Меня опять треплют: в ответ на телеграмму Муравьева Лодыженский (начальник дружины) ответил, что Идельсон уже взят, а выемка из дружин «ценных сотрудников» (это про меня!) вредит их деятельности, поэтому он просил бы отменить просьбу об откомандировании меня. Муравьев ответил письмом (сочиненным Идельсоном), что мне поручена очень ответственная работа, которая займет непродолжительное время, поэтому он настаивал бы на моем откомандировании. Не знаю, что выйдет из этого, меня это уже не волнует, говорят, можно потом продлить еще. Кстати, твоя боязнь пинских болот преувеличена. — Ой, какое длинное письмо, я уж устал.
Grujdige Frau Alexandra Romanow[65] получила наивное немецкое письмо погостить в каком-то замке в Германии. Конечно, письмо это получили мы, а не она.
Читал я некоторые распутинские документы; весьма густая порнография.
Добужинский звонил, говорил, что работа идет усиленным темпом. В театр (Художественный) поступила Тиме, есть вероятность, что Изору дадут ей или Кореневой.
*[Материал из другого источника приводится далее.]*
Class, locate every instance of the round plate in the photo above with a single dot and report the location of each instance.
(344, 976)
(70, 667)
Не знаю. Надо кончать письмо. Господь с тобой, целую тебя.
Саша.
Люба написала очень хорошее письмо из Пскова, как она ранним утром была в детинце.
Мама, напиши, как ты в Шахматово. Мне тревожно.
В последние дни я немного разбился в работе, потому что слишком часто бывал во дворце по пустякам. Был только интересный допрос О. В. Лохтиной (поклонницы Илиодора и Распутина) и Виссарионова (вице-директор департамента полиции). На днях я пойду по всем камерам. Слушать буду еще Штюрмера и Протопопова. Я приму участие в составлении отчета, т. е. мне будет поручено написать какую-нибудь часть. Муравьев предлагает характеристики всех.
На основании последнего приказа Керенского я должен идти в войска. Министр юстиции возбудил перед военным министром Временного правительства ходатайство об отсрочке для меня (и для нескольких евреев). По-видимому, до 1 сентября, если такую отсрочку дадут. Все почти молодые у нас (с которыми мне больше всего приходится иметь дело) — евреи. Есть — неприятные, но большей частью — «приятные».
Так обстоит мое дело. Посмотрим, что дальше будет.